Text analysis using Python

I wanted to do a quick analysis of word frequency and decided that writing a Python script was the way to go. The main reason to use Python was that I wanted to keep on practicing its use so I do not ‘lose it’; of course I could not remember how to do a few things. For example:

  1. Removing punctuation marks: this involved creating a translation dictionary that mapped one-to-one for all characters (string.maketrans("","") creates an ‘identity’ map) and then dropping punctuation with string.punctuation.
  2. Sorting a dictionary by values (not keys). This one was tricky for me until I found this explanation in Stack Overflow, which creates an ordered list of tuples with keys in the first element and values in the second one: sorted(huck.iteritems(), key=operator.itemgetter(1), reverse = True)

In addition, I had never used matplotlib (the scientific graphics library) before. I downloaded a text file with Mark Twain’s ‘The Adventures of Huckleberry Finn’ from Project Gutenberg (called TwainHuckFinn.txt) for the test.

import operator, time, string
import matplotlib.pyplot as plt

folder = '/Users/Luis/Documents/Programming/python-ideas/HuckFinn/'
f = open(folder + 'TwainHuckFinn.txt', 'r')

start = time.time()

huck = {}
for line in f:
    line = line.split()
    for word in line:
        word = word.lower()
        new_word = word.translate(string.maketrans("",""), string.punctuation)
        if new_word in huck:
            huck[new_word] += 1
        else:
            huck[new_word] = 1

sorted_huck = sorted(huck.iteritems(), key=operator.itemgetter(1), reverse = True)
elapsed = time.time() - start

print 'Run took ', elapsed, ' seconds.'
print 'Number of distinct words: ', len(sorted_huck)

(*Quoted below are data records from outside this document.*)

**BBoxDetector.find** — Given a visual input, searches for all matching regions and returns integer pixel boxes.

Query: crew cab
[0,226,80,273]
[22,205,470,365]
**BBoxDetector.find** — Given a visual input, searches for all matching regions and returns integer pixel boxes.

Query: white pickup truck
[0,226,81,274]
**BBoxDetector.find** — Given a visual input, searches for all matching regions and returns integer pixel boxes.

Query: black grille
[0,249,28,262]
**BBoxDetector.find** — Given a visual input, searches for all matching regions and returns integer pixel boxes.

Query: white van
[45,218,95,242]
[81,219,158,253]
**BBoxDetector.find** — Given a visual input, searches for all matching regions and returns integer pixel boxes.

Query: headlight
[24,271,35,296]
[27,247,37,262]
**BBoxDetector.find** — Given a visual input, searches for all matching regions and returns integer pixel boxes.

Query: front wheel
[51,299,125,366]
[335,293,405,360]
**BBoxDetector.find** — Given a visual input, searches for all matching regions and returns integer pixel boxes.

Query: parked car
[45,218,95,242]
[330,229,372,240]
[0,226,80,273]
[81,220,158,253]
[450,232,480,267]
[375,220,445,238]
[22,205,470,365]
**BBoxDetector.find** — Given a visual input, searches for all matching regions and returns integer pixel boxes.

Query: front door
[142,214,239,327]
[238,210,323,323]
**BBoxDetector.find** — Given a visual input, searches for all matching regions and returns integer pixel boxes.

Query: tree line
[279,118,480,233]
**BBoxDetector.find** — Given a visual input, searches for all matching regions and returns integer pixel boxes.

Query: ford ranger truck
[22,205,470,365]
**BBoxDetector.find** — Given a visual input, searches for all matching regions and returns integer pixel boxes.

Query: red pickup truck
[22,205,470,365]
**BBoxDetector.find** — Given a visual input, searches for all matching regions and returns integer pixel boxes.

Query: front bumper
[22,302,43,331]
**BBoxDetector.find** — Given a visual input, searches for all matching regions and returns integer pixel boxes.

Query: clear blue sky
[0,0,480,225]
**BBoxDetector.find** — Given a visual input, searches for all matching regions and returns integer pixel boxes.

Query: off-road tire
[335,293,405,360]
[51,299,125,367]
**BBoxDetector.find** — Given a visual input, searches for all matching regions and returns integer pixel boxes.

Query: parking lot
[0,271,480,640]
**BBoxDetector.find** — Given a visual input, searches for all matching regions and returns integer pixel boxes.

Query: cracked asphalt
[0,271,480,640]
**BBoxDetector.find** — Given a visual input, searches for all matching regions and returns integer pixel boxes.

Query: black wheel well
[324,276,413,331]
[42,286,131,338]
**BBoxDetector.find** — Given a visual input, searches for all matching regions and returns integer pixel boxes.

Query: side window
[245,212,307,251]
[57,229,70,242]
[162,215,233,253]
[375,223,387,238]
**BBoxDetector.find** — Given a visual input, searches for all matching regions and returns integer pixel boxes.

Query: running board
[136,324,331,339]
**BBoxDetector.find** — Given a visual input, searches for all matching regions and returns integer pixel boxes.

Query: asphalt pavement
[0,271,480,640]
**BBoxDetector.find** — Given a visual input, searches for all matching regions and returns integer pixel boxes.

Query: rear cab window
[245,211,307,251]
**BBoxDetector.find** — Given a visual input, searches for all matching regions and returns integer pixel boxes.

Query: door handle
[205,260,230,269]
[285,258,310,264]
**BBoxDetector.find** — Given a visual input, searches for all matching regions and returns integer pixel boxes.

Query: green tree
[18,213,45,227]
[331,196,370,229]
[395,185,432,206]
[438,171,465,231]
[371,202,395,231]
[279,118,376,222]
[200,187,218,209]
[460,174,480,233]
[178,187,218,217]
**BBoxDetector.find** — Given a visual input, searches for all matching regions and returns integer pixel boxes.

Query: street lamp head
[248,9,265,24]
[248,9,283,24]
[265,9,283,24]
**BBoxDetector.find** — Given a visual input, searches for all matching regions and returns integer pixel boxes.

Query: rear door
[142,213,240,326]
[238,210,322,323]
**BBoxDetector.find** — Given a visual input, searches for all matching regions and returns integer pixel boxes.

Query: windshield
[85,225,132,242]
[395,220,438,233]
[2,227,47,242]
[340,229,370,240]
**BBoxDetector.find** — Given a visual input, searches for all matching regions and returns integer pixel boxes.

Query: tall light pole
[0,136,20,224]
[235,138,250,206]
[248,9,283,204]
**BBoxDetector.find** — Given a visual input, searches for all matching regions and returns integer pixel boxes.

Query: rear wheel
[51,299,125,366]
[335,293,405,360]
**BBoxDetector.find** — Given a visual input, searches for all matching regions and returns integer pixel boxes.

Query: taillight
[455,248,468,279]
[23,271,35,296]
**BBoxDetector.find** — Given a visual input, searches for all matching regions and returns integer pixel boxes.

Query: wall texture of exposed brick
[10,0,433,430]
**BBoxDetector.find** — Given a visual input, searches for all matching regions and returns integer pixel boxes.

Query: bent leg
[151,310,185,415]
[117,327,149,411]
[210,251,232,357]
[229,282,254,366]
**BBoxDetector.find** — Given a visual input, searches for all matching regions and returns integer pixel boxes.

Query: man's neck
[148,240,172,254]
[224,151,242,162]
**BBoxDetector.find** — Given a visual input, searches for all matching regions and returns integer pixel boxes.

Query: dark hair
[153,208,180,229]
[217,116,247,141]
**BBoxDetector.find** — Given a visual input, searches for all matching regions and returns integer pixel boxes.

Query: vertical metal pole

# Printing and plotting most popular words
npopular = 50
x = range(npopular)
y = []
for pair in range(npopular):
    y = y + [sorted_huck[pair][1]]
    print sorted_huck[pair]

plt.plot(x, y, 'ro')
plt.xlabel('Word ranking')
plt.ylabel('Word frequency')
plt.show()

Running the program takes less than one second, prints the list of the 50 most common words: (‘and’, 6299), (‘the’, 4949), (‘i’, 3209), (‘to’, 2994), etc. It also creates a plot like so:

Word frequency in Mark Twain Huckleberry Fin Word frequency in Mark Twain’s Huckleberry Fin

By the way, i- the word nigger shows up 150 times and ii- I think it is a crime to change it to water down the book.